WQCB
- Brewer, Maine; United States;
- Broadcast area: Bangor and Down East, Maine
- Frequency: 106.5 MHz
- Branding: Q-106.5

Programming
- Format: Country
- Affiliations: Compass Media Networks Westwood One

Ownership
- Owner: Townsquare Media; (Townsquare License, LLC);
- Sister stations: WBZN, WDEA, WEZQ, WWMJ

History
- First air date: January 28, 1986
- Call sign meaning: W Quality Country for Bangor

Technical information
- Licensing authority: FCC
- Facility ID: 9284
- Class: C
- ERP: 100,000 watts
- HAAT: 329 meters (1,079 ft)
- Transmitter coordinates: 45°03′25″N 69°11′24″W﻿ / ﻿45.057°N 69.190°W

Links
- Public license information: Public file; LMS;
- Webcast: Listen Live
- Website: q1065.fm

= WQCB =

WQCB (106.5 FM, "Q-106.5") is a commercial radio station licensed to Brewer, Maine, and serving Bangor and Down East Maine. It airs a country radio format and is owned by Townsquare Media. The studios and offices are on Acme Road in Brewer.
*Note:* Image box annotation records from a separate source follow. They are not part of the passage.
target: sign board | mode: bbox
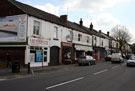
[28,38,49,46]
[36,50,43,62]
[0,14,27,42]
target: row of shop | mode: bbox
[0,38,109,67]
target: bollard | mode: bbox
[28,63,30,74]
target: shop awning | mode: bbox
[75,45,93,51]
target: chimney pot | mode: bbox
[60,15,67,22]
[99,30,102,33]
[90,22,93,30]
[107,31,109,36]
[80,18,83,26]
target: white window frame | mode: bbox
[33,20,41,36]
[53,26,58,40]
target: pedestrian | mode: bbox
[6,53,11,68]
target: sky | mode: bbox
[17,0,135,43]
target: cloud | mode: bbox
[60,0,131,12]
[34,3,60,16]
[84,13,120,33]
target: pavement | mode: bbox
[0,61,103,81]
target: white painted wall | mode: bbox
[73,30,92,46]
[27,16,61,47]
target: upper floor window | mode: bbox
[102,40,104,47]
[33,21,40,35]
[53,26,58,39]
[116,43,119,48]
[87,36,90,43]
[78,34,82,41]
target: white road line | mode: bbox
[93,69,108,75]
[0,79,6,81]
[112,65,120,69]
[46,77,84,89]
[122,63,126,66]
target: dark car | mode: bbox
[78,56,96,66]
[105,55,111,61]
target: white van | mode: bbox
[111,53,124,63]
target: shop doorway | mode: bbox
[49,46,60,66]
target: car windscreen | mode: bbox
[80,56,86,59]
[129,56,135,60]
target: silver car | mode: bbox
[127,56,135,66]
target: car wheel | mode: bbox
[78,63,82,66]
[88,62,91,66]
[94,61,96,65]
[127,64,130,67]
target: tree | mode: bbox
[131,43,135,54]
[111,25,131,52]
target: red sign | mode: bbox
[29,38,48,46]
[62,43,72,47]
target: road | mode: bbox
[0,62,135,91]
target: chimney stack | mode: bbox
[107,31,109,36]
[80,18,83,27]
[90,22,93,30]
[99,30,102,33]
[60,15,67,22]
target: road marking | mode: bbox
[0,79,6,81]
[93,69,108,75]
[122,63,126,66]
[112,65,120,69]
[46,77,84,89]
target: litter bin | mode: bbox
[12,62,20,73]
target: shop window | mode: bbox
[33,21,40,35]
[44,51,47,62]
[53,26,58,40]
[78,34,82,41]
[30,46,43,62]
[102,40,104,47]
[87,36,90,43]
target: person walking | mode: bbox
[6,53,11,68]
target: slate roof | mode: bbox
[8,0,109,38]
[8,0,88,33]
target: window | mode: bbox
[70,31,73,41]
[33,21,40,35]
[78,34,82,41]
[53,27,58,39]
[87,36,90,43]
[102,40,104,47]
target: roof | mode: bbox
[8,0,88,33]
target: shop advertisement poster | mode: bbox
[30,53,35,62]
[36,50,43,62]
[0,15,27,42]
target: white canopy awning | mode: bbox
[75,45,93,51]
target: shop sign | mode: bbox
[75,45,93,51]
[36,50,43,62]
[62,43,72,47]
[29,38,48,46]
[0,14,27,42]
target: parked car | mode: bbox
[111,53,124,63]
[78,56,96,66]
[127,56,135,66]
[105,55,112,61]
[126,54,134,60]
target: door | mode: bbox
[49,46,60,65]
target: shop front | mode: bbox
[0,45,25,68]
[93,47,107,61]
[61,42,74,64]
[74,44,93,61]
[26,38,50,67]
WQCB is a Class C FM station, allowing it higher power and a wider coverage area than most stations in the Northeastern U.S., which are largely Class B. WQCB has an effective radiated power (ERP) of 100,000 watts. The signal stretches from Greenville and Millinocket to the north, down to the Atlantic Ocean. The transmitter is off Foss Hill Road in Garland.

This station features local disc jockeys during the daytime hours. After 7 p.m., WQCB carries syndicated country music shows, Taste of Country Nights and CMT After Midnite with Cody Allen. On weekends, it airs American Country Countdown with Kix Brooks, Country Countdown USA with Lon Helton, Country Gold with Rowdy Yates and The Road with Steve Stewart. WQCB's main country competitor is WBFB in Bangor, owned by Blueberry Broadcasting.

==History==
WQCB signed on the air on January 28, 1986. It was owned by Castle Broadcasting with Katherine Dolley as general manager, in an era where it was rare for women to be radio executives. The station has been playing country music throughout its three plus decades on the air.

WQCB disc jockeys, along with local CBS affiliate WABI-TV personalities, regularly participate in the Eastern Maine Pine Tree Camp Ride, a 20-mile snowmobile race to benefit the Pine Tree Society, which helps people in Maine with disabilities.

In 1998, Cumulus Media, one of America's largest radio station owners, bought WQCB and sister station WBZN for $6.4 million. In August 2013, Cumulus decided to leave Maine and sold the radio stations to Townsquare Media.